Proof of Statistical Consistency of an Optimizer
Statistical Consistency of an Optimizer
Suppose you have a function \(Q(\theta)\) and its empirical counterpart is given by \(Q_n(\theta)\). Let \[ \theta^* = \arg\max_{\theta \in \Theta} Q(\theta), \ \quad \hat{\theta}_n = \arg\max_{\theta \in \Theta} Q_n(\theta) \]
(where one can replace the above by argmin as well). Then, one typical use-case is to show that \(\hat{\theta}_n\) is close to \(\theta^\ast\).
One trick to do that is as follows:
\[ \begin{align*} Q(\theta^*) - Q(\hat{\theta}_n) & = Q(\theta^*) - Q_n(\theta^*) + Q_n(\hat{\theta}_n) - Q(\hat{\theta}_n) + (Q_n(\theta^*) - Q_n(\hat{\theta}_n))\\ & \leq Q(\theta^*) - Q_n(\theta^*) + Q_n(\hat{\theta}_n) - Q(\hat{\theta}_n)\\ & \qquad \text{ since the last term is negative by definition of } \hat{\theta}_n\\ & \leq \vert Q(\theta^*) - Q_n(\theta^*) \vert + \vert Q_n(\hat{\theta}_n) - Q(\hat{\theta}_n) \vert\\ & 2 \sup_{\theta \in \Theta} \vert Q(\theta) - Q_n(\theta)\vert \end{align*} \]
Often, one can show that this bound is very small (because \(Q_n\) is the empirical version of \(Q\)), all we need is to strengthen the usual bound to uniform convergence over \(\theta\).
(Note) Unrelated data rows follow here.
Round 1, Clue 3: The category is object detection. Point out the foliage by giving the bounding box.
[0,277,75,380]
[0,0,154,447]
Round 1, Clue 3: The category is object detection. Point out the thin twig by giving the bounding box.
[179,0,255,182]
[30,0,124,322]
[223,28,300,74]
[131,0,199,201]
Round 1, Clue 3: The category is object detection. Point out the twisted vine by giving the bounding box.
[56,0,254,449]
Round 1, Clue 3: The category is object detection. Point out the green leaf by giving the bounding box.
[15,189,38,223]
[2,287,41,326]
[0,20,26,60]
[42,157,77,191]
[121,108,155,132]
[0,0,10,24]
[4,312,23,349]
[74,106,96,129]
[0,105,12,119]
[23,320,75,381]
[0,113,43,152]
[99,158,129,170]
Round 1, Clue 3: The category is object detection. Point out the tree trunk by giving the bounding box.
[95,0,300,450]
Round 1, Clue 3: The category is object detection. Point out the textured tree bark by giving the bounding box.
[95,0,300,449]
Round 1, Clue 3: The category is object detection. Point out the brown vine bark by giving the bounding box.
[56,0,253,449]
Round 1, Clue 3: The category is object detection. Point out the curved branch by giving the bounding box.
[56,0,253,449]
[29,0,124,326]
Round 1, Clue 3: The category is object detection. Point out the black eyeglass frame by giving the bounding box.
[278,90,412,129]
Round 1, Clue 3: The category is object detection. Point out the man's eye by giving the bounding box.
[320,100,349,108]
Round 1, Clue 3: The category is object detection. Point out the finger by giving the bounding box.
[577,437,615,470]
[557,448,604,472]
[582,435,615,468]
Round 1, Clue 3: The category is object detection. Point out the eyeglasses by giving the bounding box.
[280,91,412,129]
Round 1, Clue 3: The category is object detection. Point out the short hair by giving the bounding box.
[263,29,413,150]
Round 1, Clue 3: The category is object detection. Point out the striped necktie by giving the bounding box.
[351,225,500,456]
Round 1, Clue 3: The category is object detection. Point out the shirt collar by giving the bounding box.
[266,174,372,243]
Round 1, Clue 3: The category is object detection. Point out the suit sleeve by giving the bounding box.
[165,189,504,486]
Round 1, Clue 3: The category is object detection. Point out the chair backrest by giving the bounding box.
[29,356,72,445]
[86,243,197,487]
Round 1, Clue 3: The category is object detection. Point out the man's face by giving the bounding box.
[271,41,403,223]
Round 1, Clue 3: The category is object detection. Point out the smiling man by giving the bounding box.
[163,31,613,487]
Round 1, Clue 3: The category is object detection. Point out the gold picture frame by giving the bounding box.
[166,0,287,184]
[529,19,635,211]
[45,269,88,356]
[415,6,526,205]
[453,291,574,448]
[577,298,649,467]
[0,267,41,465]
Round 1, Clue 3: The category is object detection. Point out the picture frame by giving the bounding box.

At this point, we have \[ Q(\theta^*) - Q_n(\hat{\theta}_n) = o_p(1) \ (\approx \text{small}) \] as \(n \to \infty\). This means, if \(Q\) is even locally convex near its unique global minima, then that would imply \(\hat{\theta}_n\) must be close to \(\theta^\ast\). Note that the significance here is than we do not have to produce any assumption of convexity (or something similar) to the random function \(Q_n(\cdot)\), instead focus on only the deterministic function \(Q(\cdot)\) instead.
The typical assumption required here is that there should be no sequence of local minimas of \(Q\) that can approximate the global minimum \(Q(\theta^*)\) without approaching \(\theta^*\). See (Van der Vaart 2000) for a more formal statement of this assumption.